Specifically, the study found that Mars likely had a cold and icy past climate similar to that in the subarctic climate of Newfoundland in northeast Canada, near Greenland.
In the research, published in Communications Earth and Environment, scientists compared the mineral make up of soil from different locations on Earth to Mars’s Gale Crater. The crater is believed to be a dried-up lake which once had liquid water.
Scientists believe it formed roughly 3.7 billion years ago – about the same time that life first appeared on Earth – when a meteorite crashed into the surface of the planet. Soon after, groundwater filled the crater, creating a lake.
“There was obviously water present,” says Anthony Feldman, a soil scientist and geomorphologist now at the Desert Research Institute in the US. “But what were the environmental conditions when the water was there?”
“We’re never going to find a direct analogue to the Martian surface, because conditions are so different between Mars and Earth.

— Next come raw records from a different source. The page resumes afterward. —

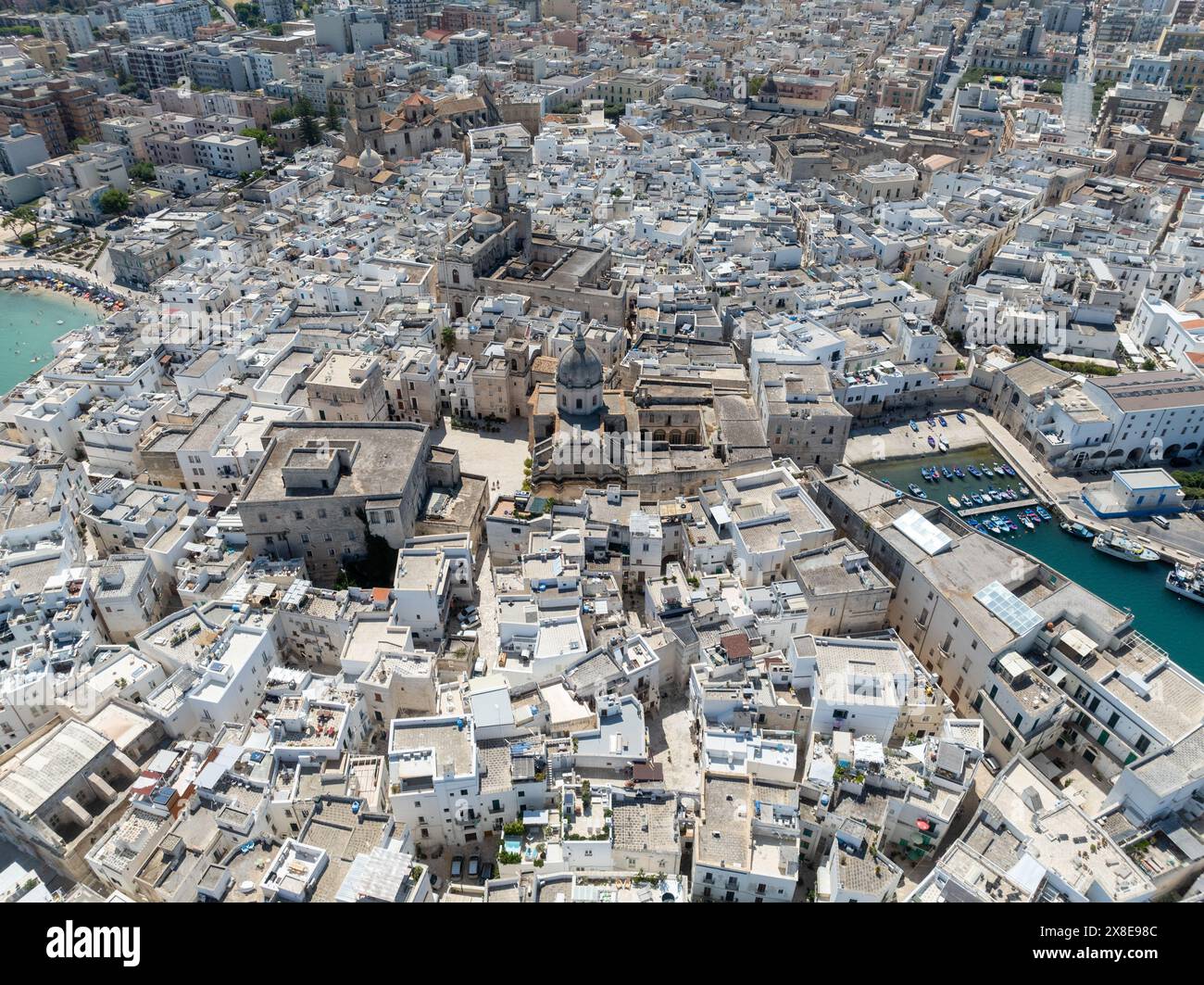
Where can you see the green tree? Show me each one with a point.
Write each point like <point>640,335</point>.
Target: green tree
<point>113,201</point>
<point>309,130</point>
<point>248,15</point>
<point>25,214</point>
<point>266,141</point>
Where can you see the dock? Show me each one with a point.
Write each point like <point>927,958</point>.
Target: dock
<point>975,511</point>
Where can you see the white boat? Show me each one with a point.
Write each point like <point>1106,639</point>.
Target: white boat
<point>1187,582</point>
<point>1121,547</point>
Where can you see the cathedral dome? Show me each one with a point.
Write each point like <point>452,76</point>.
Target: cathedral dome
<point>370,160</point>
<point>579,369</point>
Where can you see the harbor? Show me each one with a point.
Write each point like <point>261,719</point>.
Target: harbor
<point>31,321</point>
<point>1172,620</point>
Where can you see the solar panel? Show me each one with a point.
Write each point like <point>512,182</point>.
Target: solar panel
<point>925,535</point>
<point>1008,608</point>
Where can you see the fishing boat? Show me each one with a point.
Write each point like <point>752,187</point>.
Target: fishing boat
<point>1116,545</point>
<point>1187,582</point>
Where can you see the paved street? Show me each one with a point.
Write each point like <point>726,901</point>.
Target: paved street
<point>1078,95</point>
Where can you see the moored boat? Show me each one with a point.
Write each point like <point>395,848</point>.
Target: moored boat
<point>1119,546</point>
<point>1187,582</point>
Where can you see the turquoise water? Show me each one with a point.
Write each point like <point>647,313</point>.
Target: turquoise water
<point>1174,623</point>
<point>28,326</point>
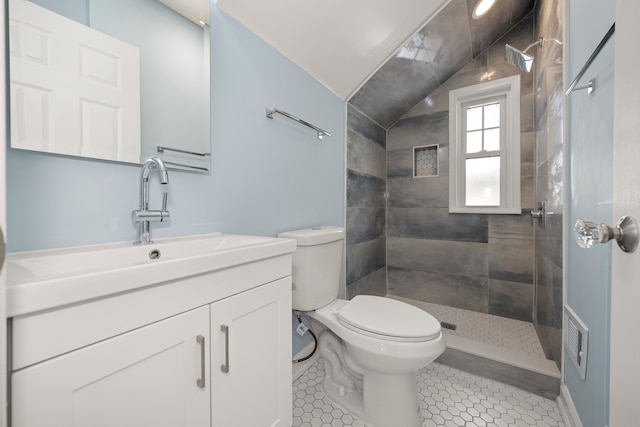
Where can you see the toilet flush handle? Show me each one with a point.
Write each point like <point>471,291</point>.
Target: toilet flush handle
<point>589,233</point>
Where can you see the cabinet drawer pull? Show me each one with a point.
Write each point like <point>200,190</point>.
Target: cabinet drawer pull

But we can look at trends under terrestrial conditions and use those to try to extrapolate to Martian questions.”
Gale Crater has been explored by NASA’s Curiosity rover since 2011.

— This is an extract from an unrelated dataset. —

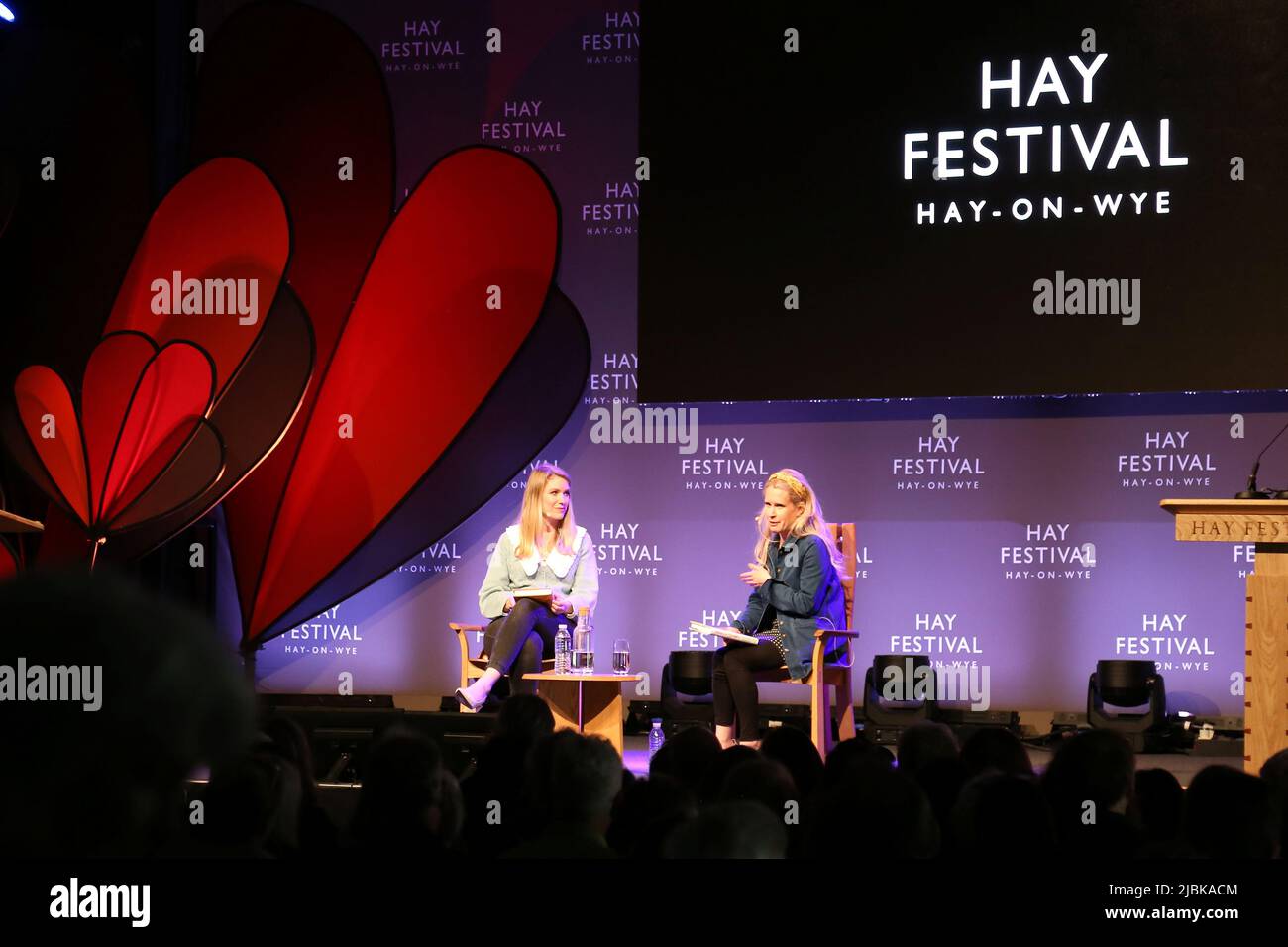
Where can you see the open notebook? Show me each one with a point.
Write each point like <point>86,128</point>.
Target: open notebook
<point>729,634</point>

Curiosity found soil in the crater is made up of strange components known as “X-ray amorphous material.” These materials lack the repeating structure which defines minerals and produce identifiable “fingerprints” when X-rays are shot at them.
“You can think of X-ray amorphous materials like Jello,” Feldman says. “It’s this soup of different elements and chemicals that just slide past each other.”
The rover’s chemical analyses on the soil and rock samples shows that the material is rich in iron and silica, but has low levels of aluminium. But the origin of these materials and their relationship to Mars’s environment has eluded scientists.
To gain insight into the amorphous materials, the researchers looked for soil samples on Earth which shared some of the characteristics of those found in the Gale Crater.
They tested soils from 3 sites in North America: The Tablelands of Gros Morne National Park in Newfoundland; California’s Klamath Mountains; and western Nevada. These locations also provided a range of rainfall, snowfall and temperature.
Subarctic conditions of Newfoundland produced materials chemically similar to those found in Gale Crater. The warmer climes of California and Nevada did not.
“This shows that you need the water to form these materials,” Feldman says. “But it needs to be cold, near-freezing mean annual temperature conditions in order to preserve the amorphous material in the soils.”
“This study improves our understanding of the climate of Mars,” Feldman says. “The results suggest that the abundance of this material in Gale Crater is consistent with subarctic conditions, similar to what we would see in, for instance, Iceland.”
While this does not rule out the possibility of life on ancient Mars, it does suggest that the Red Planet may have been too cold to produce the same conditions which sparked the origins of life on Earth around the same time.